Wednesday, April 25, 2012

Thoughts On Driver Lengths

The most common question I get asked from golfers when I put together clubs for them is undoubtedly ‘how long should my driver be?

Here’s a list of the things that I think are affected by the length of a driver:

1. Clubhead Speed
2. Consistency of Centeredness of Contact
3. Swing Mechanics


According to Tom Wishon (pictured above), he states that since 2006 the average length of a driver on the PGA Tour is 44.5 inches long. I tend to believe him because when I was fitted by Avery Reed, a former Tour Van employee of Taylor Made, he told me that he never fitted a Tour player for a driver longer than 45-inches long in his time on Tour.

Wishon has also stated that when it comes to clubhead speed, there is just no discernible difference in clubhead speed on clubs that are ½-inch or less in length. I know I used to think that ½-inch of shaft length would make a difference. Now we know that’s not true.

That being said, I don’t quite agree with the wrist-to-floor methodology that Wishon uses when it comes to driver length fitting. I have found that the problem is that it usually fits the golfer for too short of a shaft.

For instance, I used the wrist-to-floor methodology and came up with a 43.5-inch driver length. That’s because I have very short legs and long arms for somebody my height (6’3” tall with a 28.5 inch inseam).

Now, while ½-inch in driver length won’t make a difference with clubhead speed, 1-inch or more will. I had a golfer come to me saying that they were fitted for a 43-3/4 inch driver that they hit very consistently and accurate. But the way I fitted them was different and they were using a 44-3/4 inch shaft. We had to order the same shaft again, this time make it longer. The result was their clubhead speed went from about 102 mph to 110 mph. I know that we were doing it with different driver heads (going from an Adams driver to a Wishon 919THI), but I found the difference in clubhead speed rather astonishing.


Another thing most golfers don’t consider is how the length of the shaft will affect their swing mechanics. One of the key parts starts at address with the waist bend. Simply put, you must have some waist bend at address. That’s one of the big things that separates a golf swing from a baseball swing…the bend of the waist at address.

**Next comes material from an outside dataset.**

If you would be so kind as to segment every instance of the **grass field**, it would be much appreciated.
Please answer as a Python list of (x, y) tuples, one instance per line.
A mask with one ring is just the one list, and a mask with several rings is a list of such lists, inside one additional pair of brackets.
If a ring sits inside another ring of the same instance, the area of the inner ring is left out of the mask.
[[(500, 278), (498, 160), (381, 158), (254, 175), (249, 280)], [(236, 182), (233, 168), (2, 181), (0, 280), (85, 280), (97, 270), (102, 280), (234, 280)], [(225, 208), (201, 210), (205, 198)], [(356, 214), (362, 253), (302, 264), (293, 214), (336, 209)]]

There are plenty of other differences, but waist bend is an integral part of the swing. Without it, you can make it difficult to control your clubface, path and low point while losing clubhead speed.

That’s why it’s ridiculous to see a golfer who is using a 45-3/4 inch driver when they stand 5’8” tall. My driver is 45-inches long and I’m 6’3” tall. Masters Champion Bubba Watson is 6’4” tall and has been usinga 44-3/4 inch driver until recently when a PING rep told me he’s down to 44-1/2 inch driver.

So if you’re using too long of a driver, your mechanics could be off at address and never give you much of a chance in the rest of the swing.


The longer the shaft, it almost inherently becomes more difficult to consistently hit the ball on the sweetspot. This is understandable given the added length to the club.

Recently, Miles of Golf Driving range in Michigan did a study where they had different golfers swing the same driver head with the same shaft and swingweight…but with different shaft lengths. One being a 44.5 inch length and the other at 45.5 inches.

The results showed that there was almost no rhyme or reason to what golfers hit what driver better. Some hit the longer driver better in all facets…distance, accuracy, centeredness of contact and consistency. Others hit the shorter driver better. And it didn’t matter what the golfer’s clubhead speed was.

As I posted here, I believe what happened was the club’s MOI was very different (the entire club, not the MOI of the clubhead).

So the shorter club, which most likely had a lower MOI may have fit certain golfers swing and the longer club probably had a higher MOI that fit the other golfer’s swing.

I know I’ve trimmed of ¼-inch off the butt end of a shaft before and it altered the MOI by 60 kg/cm2 less than it was before. Of course, that may vary with different shafts because much of MOI matching has to do with how the weight is distributed throughout the club. But, 60 kg/cm2 is a LARGE difference.

Where drivers are so different from the rest of the club is that drivers are pretty much based on golfers trying to find the club they hit the longest, most accurately and with the most consistency. With irons, distance control tends to play a bigger factor as well as trajectory.

So while finding the right shaft model is often the golfer’s main consideration, they should probably look at driver shaft length FIRST and then consider the model second. And if they can understand the ramifications of going with a longer or shorter shaft, they are now pointed in the right direction of finding the best driver for them.